Z zegarem, który się kończy, lepiej cieszyć się nim, póki mogę.

* * *

@QweenPandora: Jak można było się spodziewać, impreza była epicka. Dzięki ulubionym trójkom z północnej strony, TheGoldenBoys! Nikt nie zadzwonił na policję z skargami na hałas, nie popełniono żadnych przypadkowych aktów przemocy i tylko jeden idiota prawie utonął. Jakkolwiek to ująć, jest to wygrana! Czapki z głów dla naszych gospodarzy, KingMidas, MrSilver, & PrettyBoyD.

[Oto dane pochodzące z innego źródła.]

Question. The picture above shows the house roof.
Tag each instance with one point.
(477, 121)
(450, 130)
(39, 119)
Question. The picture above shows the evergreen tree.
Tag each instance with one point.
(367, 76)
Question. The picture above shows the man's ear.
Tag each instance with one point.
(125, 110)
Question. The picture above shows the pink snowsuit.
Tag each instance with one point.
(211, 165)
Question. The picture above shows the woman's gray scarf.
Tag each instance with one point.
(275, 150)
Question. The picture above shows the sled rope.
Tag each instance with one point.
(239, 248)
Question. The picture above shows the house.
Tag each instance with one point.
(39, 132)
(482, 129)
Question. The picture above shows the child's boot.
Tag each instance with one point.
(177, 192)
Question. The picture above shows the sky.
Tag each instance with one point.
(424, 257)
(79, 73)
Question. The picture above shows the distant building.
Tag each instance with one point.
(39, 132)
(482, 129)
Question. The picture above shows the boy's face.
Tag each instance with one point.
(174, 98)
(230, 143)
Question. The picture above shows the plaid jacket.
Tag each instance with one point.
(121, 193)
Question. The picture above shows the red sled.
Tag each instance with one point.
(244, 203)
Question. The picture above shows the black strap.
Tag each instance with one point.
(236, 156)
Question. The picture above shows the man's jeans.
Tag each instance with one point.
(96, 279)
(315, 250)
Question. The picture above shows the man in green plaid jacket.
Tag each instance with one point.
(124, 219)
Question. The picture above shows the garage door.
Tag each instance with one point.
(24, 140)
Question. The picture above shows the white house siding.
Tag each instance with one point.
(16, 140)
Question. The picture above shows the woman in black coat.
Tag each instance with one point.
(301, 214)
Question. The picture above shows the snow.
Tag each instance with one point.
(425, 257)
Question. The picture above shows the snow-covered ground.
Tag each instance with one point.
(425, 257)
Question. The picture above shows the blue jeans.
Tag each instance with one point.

P.S. Wśród tłumu zauważono kilka nowych twarzy, w tym dość swobodną rudą i powściągliwą blondynkę. Czy ktoś ma o nich informacje? Jedno jest pewne; jeśli zostaną w pobliżu, możecie liczyć na to, że zdam relację.

P.P.S. Nie mogę wystarczająco podkreślić, jak ważne jest, abyście używali ochrony. Jeśli nauczyliśmy się czegoś od tego dupka, który prawie utonął w trzech stopach wody, to tego, że świat nie jest jeszcze gotowy na rozmnażanie się tego pokolenia.

Na razie, Peeps.

-P

* * *




Tutaj można umieścić jedynie ograniczoną liczbę rozdziałów, kliknij poniżej, aby kontynuować czytanie "Diabeł w designerskich dżinsach"

(Automatycznie przejdzie do książki po otwarciu aplikacji).